Après avoir hébergé une personne qui lui volait de l'argent, et avoir dû interrompre ses études en France et retourner chez ses parents, une amie a partagé une publication disant que « l'empathie sans limites [était] auto-destructrice ». C'est un excellent aphorisme : il faut mettre des limites à son empathie. Par exemple, s'il me semble naturel de donner de l'argent aux mendiants de mon quartier, ce n'est pas une raison pour leur ouvrir mes poches, ils savent et respectent totalement le fait que je ne leur donne pas d'argent lorsque je suis moi-même en difficulté financière. Mais ce que j'appelle l'empathie sélective est une autre chose, particulièrement validiste et plus généralement basée sur les oppressions non reconnues, par exemple celles de personnes trans dans le placard. Alors que l'empathie auto-protectrice vise avant tout à se préserver, par exemple en assumant ses responsabilités envers soi-même avant d'en prendre envers autrui, l'empathie sélective est basée sur l'essentialisation de certaines personnes qui « mériteraient » ou non d'être aidées.
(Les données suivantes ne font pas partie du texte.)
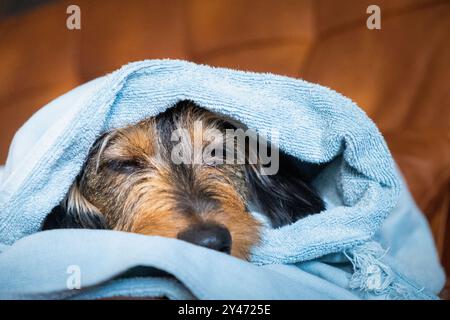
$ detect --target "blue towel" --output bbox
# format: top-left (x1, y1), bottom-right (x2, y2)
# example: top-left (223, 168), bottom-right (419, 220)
top-left (0, 60), bottom-right (445, 299)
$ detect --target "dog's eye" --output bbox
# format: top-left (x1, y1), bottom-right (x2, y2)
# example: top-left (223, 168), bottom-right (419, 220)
top-left (105, 159), bottom-right (143, 173)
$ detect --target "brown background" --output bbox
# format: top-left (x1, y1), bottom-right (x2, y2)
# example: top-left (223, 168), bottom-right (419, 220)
top-left (0, 0), bottom-right (449, 294)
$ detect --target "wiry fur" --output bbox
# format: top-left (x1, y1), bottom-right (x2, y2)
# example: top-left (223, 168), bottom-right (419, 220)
top-left (43, 101), bottom-right (325, 259)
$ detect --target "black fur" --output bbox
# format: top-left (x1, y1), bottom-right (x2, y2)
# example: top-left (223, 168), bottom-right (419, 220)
top-left (245, 151), bottom-right (325, 228)
top-left (42, 200), bottom-right (107, 230)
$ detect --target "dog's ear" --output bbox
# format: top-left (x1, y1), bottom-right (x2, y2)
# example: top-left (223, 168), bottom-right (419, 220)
top-left (245, 151), bottom-right (325, 228)
top-left (42, 181), bottom-right (107, 230)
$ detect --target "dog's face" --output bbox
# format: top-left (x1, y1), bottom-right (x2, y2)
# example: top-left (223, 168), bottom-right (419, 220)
top-left (43, 101), bottom-right (325, 260)
top-left (73, 105), bottom-right (260, 259)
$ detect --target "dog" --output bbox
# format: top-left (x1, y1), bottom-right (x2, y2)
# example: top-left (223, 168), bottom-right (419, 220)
top-left (43, 100), bottom-right (325, 259)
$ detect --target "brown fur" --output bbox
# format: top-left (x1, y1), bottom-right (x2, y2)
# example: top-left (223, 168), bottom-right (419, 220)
top-left (67, 103), bottom-right (261, 259)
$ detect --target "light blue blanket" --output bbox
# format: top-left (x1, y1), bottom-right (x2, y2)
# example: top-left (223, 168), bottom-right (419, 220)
top-left (0, 60), bottom-right (445, 299)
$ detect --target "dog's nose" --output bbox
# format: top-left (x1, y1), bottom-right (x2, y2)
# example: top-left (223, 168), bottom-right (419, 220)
top-left (177, 223), bottom-right (232, 254)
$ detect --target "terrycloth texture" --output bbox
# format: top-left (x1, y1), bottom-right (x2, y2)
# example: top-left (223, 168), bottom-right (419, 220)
top-left (0, 177), bottom-right (444, 299)
top-left (0, 60), bottom-right (445, 299)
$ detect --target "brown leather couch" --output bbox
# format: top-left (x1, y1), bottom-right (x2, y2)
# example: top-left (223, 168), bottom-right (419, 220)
top-left (0, 0), bottom-right (449, 295)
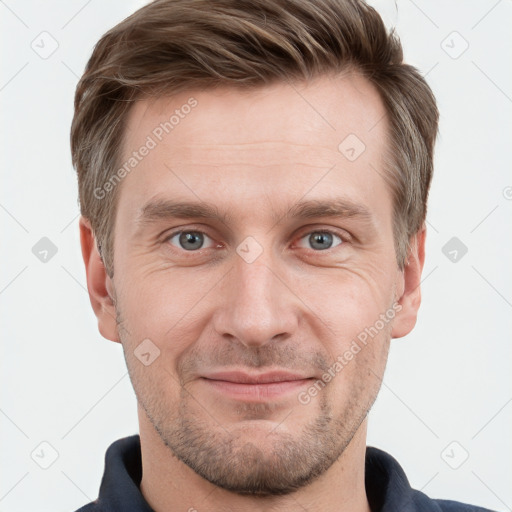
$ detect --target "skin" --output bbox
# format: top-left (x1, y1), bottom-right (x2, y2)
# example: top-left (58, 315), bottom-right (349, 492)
top-left (80, 70), bottom-right (425, 512)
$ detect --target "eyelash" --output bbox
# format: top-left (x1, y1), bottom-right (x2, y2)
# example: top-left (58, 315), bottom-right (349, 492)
top-left (162, 227), bottom-right (349, 255)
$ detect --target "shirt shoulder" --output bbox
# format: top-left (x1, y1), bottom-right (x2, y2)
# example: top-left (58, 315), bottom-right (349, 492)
top-left (365, 446), bottom-right (498, 512)
top-left (70, 434), bottom-right (151, 512)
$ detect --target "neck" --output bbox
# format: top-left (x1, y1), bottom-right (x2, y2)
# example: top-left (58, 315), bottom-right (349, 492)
top-left (138, 404), bottom-right (371, 512)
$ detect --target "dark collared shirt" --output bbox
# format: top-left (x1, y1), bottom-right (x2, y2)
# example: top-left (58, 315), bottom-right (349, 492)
top-left (74, 435), bottom-right (496, 512)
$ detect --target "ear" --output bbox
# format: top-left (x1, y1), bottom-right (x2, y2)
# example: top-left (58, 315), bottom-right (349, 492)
top-left (79, 216), bottom-right (120, 343)
top-left (391, 227), bottom-right (426, 339)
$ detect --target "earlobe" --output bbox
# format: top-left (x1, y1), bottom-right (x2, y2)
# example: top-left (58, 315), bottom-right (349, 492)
top-left (391, 227), bottom-right (426, 339)
top-left (79, 216), bottom-right (120, 343)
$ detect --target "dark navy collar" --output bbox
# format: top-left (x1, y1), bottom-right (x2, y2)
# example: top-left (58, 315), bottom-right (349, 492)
top-left (75, 435), bottom-right (495, 512)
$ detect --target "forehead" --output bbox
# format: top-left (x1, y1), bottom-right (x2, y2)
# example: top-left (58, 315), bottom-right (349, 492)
top-left (116, 71), bottom-right (391, 229)
top-left (122, 71), bottom-right (387, 155)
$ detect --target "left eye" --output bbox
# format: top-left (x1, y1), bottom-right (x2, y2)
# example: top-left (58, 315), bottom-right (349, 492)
top-left (166, 231), bottom-right (216, 251)
top-left (296, 231), bottom-right (343, 251)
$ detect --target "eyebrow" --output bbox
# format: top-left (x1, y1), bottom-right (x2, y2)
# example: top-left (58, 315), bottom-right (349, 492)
top-left (135, 197), bottom-right (375, 231)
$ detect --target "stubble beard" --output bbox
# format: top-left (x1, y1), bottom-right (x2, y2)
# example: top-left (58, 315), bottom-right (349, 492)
top-left (116, 307), bottom-right (384, 496)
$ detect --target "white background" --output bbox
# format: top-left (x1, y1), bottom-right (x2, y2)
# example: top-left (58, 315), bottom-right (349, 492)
top-left (1, 1), bottom-right (511, 511)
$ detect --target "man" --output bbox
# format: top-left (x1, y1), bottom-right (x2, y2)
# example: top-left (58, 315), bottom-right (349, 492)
top-left (70, 0), bottom-right (496, 510)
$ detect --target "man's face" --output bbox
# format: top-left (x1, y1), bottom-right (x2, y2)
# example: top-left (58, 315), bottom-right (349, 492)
top-left (85, 72), bottom-right (422, 495)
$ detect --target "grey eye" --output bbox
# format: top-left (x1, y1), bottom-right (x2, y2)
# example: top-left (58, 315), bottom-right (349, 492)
top-left (169, 231), bottom-right (211, 251)
top-left (297, 231), bottom-right (343, 251)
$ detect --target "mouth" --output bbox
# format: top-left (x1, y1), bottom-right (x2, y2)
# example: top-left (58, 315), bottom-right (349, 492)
top-left (200, 370), bottom-right (315, 401)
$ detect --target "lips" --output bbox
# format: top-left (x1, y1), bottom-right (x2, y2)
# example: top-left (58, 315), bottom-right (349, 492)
top-left (201, 370), bottom-right (313, 384)
top-left (200, 370), bottom-right (315, 401)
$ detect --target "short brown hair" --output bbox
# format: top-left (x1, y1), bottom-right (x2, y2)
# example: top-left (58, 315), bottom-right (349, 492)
top-left (71, 0), bottom-right (439, 278)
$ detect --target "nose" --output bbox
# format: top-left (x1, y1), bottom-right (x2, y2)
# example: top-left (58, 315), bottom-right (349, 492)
top-left (212, 249), bottom-right (300, 349)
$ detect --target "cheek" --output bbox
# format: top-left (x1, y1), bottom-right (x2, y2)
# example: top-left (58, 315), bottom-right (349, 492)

C'est une aberration qui, cela dit en passant, a un passif historique particulièrement lourd ; aujourd'hui encore, ce rapport monstrueux à autrui tue, et pousse au suicide aussi bien des hommes cisgenres que des femmes ou des personnes transgenres qui « mériteraient » ou non d'être reconnu·es comme humain·es.
L'enjeu est bien évidemment la reconnaissance d'une présomption libérale et donc révolutionnaire du caractère fondamentalement solidaire, interdépendant (car corporellement dépendant), bref bon de l'être humain, qu'il faudrait libérer et émanciper, ou à l'inverse celle d'une présomption littéralement obscurantiste du caractère fondamentalement égoïste et dangereux de l'être humain, qu'il faudrait contraindre à faire société (qu'il faudrait, en retour, en protéger – une « société » au service de qui et constituée de quoi, cela « reste » à identifier).
Je comprendrai sans difficulté que des victimes de maltraitance généralisent de manière irrationnelle ce qu'elles peuvent subir, dans la mesure où cette maltraitance se fait généralement avec notre consentement, en présumant que l'être humain serait fondamentalement mauvais, car notre comportement par défaut à leur égard serait d'y contribuer activement ou par notre passivité. Mais l'empathie sélective n'est justement qu'une manière comme une autre de systématiser notre passivité face à la maltraitance que d'autres (catégories de) personnes subissent.